Todos os concelhos do distrito perderam habitantes, sendo que o concelho de Almeida, localizado junto da fronteira com Espanha, foi o que perdeu o maior número percentualmente (-18,71%), seguindo-se Figueira de Castelo Rodrigo (-17,76%) e o de Aguiar da Beira o menor (-4,42%).

O maior concelho do distrito, o da Guarda, foi o segundo que teve a menor taxa de perda populacional (-5,70%), tendo perdido em dez anos 2.424 pessoas (em 2021 tem 40.117, quando em 2011 tinha 42.541).

Em 2021, o município de Almeida apresenta 5.887 residentes (em 2011 tinha 7.242), Figueira de Castelo Rodrigo tem um total de 5.148 habitantes (em 2011 contabilizava 6.260) e o de Aguiar da Beira possui 5.231 (tinha 5.473).

O concelho de Pinhel, com 8.092 habitantes, perdeu 1.535 na última década (-15,94%), logo seguido de Manteigas, o mais pequeno do distrito, que possui 2.909 residentes (-15,19%) face a 2011 (contabilizava 3.430).

Segue-se Trancoso (-14,83%), que possuía 9.878 habitantes e passou a contabilizar 8.413, e Celorico da Beira, que perdeu 1.110 pessoas face a 2011 (passou a ter 6.583 habitantes, quando tinha 7.693, ou seja, regista -14,43%).

Na posição seguinte aparece o município de Vila Nova de Foz Côa (com -13,79%), que tem 6.304 pessoas, quando em 2011 apresentava 7.312), logo seguido do concelho de Gouveia (-12,99%), o terceiro maior concelho do distrito, com 12.222 residentes (em 2011 possuía 14.046).

O concelho de Seia, o segundo maior do distrito da Guarda, perdeu em dez anos 2.947 pessoas (-11,93%) tendo agora 21.755 residentes (apresentava 24.702 em 2011); Fornos de Algodres tem 4.403 (menos 586 do que em 2011, quando possuía 4.989; registou -11,75%) e Mêda tem menos 572 habitantes (-11%), quando detinha 5.202 (possui 4.630).

O município do Sabugal, também localizado junto da raia com Espanha, perdeu 1.264 pessoas na última década (-10,08%), pois contabiliza 11.280 habitantes, quando há dez anos registava 12.544.

Doze concelhos do distrito da Guarda integram a Comunidade Intermunicipal das Beiras e Serra da Estrela (Almeida, Celorico da Beira, Figueira de Castelo Rodrigo, Fornos de Algodres, Guarda, Gouveia, Manteigas, Mêda, Pinhel, Seia, Sabugal e Trancoso), um a Comunidade Intermunicipal Viseu Dão Lafões (Aguiar da Beira) e outro a Comunidade Intermunicipal do Douro (Vila Nova de Foz Côa).

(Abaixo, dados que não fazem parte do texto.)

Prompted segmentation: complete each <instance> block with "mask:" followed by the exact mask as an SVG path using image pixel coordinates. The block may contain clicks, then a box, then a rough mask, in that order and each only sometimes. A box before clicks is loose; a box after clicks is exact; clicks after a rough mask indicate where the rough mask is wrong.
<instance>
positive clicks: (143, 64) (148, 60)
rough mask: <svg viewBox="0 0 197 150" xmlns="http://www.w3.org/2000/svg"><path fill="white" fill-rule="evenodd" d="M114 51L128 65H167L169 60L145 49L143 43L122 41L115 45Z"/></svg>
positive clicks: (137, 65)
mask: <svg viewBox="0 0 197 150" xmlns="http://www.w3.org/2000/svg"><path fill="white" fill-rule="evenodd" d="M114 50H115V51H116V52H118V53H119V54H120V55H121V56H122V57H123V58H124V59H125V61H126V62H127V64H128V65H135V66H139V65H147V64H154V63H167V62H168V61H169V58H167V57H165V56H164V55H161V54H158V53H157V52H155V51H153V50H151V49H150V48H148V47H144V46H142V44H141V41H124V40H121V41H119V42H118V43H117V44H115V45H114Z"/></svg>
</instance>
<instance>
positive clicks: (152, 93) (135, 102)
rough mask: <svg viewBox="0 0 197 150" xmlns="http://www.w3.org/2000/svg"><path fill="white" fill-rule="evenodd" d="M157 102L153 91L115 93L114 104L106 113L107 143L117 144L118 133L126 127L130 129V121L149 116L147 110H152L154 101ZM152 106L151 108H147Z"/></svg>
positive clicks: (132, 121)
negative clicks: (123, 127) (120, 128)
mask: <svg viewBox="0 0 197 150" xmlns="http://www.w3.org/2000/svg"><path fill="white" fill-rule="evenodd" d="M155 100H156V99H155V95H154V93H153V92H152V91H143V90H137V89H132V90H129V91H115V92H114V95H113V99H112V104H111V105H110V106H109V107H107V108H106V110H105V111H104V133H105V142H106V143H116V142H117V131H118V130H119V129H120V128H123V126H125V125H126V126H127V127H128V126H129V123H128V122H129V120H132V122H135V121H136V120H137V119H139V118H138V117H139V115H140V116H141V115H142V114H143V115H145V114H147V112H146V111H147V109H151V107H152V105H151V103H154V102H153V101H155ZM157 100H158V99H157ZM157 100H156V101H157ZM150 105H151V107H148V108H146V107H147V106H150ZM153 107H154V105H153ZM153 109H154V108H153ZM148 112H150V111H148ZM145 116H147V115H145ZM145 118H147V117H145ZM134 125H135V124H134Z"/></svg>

De acordo com os resultados definitivos do Censos 2021, Portugal perdeu 2,1% da população entre 2011 e 2021, invertendo a tendência de crescimento registada nas últimas décadas.

"Residiam em Portugal, à data do momento censitário, dia 19 de abril de 2021, 10.343.066 pessoas (4.920.220 homens e 5.422.846 mulheres), o que representa um decréscimo de 2,1% face a 2011", adiantou o INE.

De acordo com o INE, essa redução constitui uma inversão na tendência de crescimento da população que se verificou nas últimas décadas e representa a "segunda quebra populacional registada desde 1864, ano em que se realizou o I Recenseamento Geral da População".